How an IPO Price Is Determined:Stage One
There are two main questions that must be decided before a company decides to go public. Firstly, the owners must decide how much control they are willing to offer for sale. Secondly, they must determine how much they are willing to sell control of their company for. Accounting and financial numbers are looked over, and this information is then sent to an underwriting bank.
Percentage of Control
Businesses with few owners will have a much simpler time determining how much control they are willing to sell when compared to businesses with many owners and investors. This is because it is not difficult to determine who, at the end of the IPO process, will still have decision making power. When there are numerous stakes in the private business, some people are bound to lose a great deal of control during the transition to public ownership.
As more people put money into the business, it becomes more valuable, but each individual has less shares and therefore less control. This trade off is generally acceptable, though some people may be more interested in holding power rather than making more money. So, after much discussion, the business decides on what percentage of control that they are willing to sell. They then let the bank and other financial institutions know that they intend to release an IPO.
The number of shares may increase if there is positive reception regarding the sale of the IPO. If there is little support or interest, then the business may rescind their offer. This feedback will help the business make another determination regarding the price of each individual share. During this time, there is not yet a defined price per share, and everyone who is thinking about the IPO is working on determining the potential purchase price of the shares.
Price of Shares
In response to the feedback of the banks, financial institutions, investors, owners and advisers, the business will work out a few price schemes. They may play with a variety of prices, each designed either to maximize income or to secure control over their business. Businesses may be interested in releasing their IPO when the stock market will offer them the best price. Essentially, the better the stock market is doing at the time of release, the higher price the IPO will sell for.

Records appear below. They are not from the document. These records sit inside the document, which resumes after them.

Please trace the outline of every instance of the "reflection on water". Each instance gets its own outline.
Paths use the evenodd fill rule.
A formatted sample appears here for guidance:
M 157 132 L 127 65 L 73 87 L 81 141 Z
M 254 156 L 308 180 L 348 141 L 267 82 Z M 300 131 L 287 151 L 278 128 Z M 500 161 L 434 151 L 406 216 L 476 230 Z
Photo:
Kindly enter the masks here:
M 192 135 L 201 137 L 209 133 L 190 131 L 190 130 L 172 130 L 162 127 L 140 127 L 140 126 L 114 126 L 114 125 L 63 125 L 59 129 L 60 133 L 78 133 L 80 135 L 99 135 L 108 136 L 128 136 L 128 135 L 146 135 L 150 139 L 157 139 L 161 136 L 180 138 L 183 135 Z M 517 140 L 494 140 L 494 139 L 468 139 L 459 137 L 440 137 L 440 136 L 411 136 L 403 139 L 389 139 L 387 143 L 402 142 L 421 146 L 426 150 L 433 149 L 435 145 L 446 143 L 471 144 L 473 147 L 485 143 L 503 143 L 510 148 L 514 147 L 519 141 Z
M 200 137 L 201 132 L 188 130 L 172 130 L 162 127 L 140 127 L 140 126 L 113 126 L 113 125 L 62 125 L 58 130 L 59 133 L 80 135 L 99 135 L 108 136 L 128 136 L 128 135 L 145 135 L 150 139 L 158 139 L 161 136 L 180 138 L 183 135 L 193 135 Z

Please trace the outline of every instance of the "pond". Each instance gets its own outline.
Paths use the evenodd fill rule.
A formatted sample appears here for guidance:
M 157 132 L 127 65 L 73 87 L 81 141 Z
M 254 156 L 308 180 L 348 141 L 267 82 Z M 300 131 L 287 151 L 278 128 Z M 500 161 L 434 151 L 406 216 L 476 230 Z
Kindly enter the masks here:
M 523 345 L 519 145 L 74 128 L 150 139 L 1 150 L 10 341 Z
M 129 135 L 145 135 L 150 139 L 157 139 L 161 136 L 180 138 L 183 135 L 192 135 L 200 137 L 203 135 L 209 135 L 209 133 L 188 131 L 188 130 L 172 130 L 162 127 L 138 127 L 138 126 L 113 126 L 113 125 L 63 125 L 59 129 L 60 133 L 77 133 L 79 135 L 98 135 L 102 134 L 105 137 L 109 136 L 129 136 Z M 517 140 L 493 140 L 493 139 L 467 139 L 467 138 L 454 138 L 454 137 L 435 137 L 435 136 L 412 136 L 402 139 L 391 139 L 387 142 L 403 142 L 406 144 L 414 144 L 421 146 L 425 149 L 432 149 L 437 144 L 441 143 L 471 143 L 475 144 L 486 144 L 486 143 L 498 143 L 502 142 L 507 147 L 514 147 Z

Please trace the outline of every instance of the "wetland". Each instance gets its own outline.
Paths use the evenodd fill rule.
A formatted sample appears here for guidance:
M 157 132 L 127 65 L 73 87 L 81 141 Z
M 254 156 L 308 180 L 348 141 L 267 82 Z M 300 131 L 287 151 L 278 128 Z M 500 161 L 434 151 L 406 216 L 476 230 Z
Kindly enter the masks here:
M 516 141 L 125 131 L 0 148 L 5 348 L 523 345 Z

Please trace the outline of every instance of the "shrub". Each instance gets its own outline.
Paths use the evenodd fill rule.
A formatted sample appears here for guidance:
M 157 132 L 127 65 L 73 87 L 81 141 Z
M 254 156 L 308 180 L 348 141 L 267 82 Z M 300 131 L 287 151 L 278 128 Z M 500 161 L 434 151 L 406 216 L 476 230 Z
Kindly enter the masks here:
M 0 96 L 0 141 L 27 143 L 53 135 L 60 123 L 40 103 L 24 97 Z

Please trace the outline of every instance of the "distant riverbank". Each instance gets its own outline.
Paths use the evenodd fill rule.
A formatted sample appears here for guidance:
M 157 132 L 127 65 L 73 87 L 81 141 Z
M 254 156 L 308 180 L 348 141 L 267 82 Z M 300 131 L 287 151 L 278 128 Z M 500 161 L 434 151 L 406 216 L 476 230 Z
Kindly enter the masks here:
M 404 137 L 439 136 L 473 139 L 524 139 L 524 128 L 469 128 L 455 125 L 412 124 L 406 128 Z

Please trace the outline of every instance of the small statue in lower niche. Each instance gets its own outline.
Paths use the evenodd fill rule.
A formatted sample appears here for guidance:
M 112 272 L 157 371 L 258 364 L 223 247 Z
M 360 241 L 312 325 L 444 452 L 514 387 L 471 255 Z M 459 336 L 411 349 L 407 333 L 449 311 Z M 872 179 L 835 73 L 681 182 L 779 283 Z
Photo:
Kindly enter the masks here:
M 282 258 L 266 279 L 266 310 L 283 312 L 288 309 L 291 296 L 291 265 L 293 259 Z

Ad campaigns, business deals and all kinds of financial information will be shared at this time. It is beneficial to the company to have as many people vying over the price of the IPO as possible. Releasing an IPO is risky, and many businesses have no received the financial inputs needed to offset the loss of control. This is one of the most important times in the life of any business.
At this time, it is easier for large money managers to discuss terms of IPO pricing. Small investors do not have the financial capacity to influence the initial price as much as hedge funds and large banks. During this time, complicated financial discussions are held between the business and numerous financial institutions. In time, these discussions, offers and bids are taken into account and a final IPO price is determined.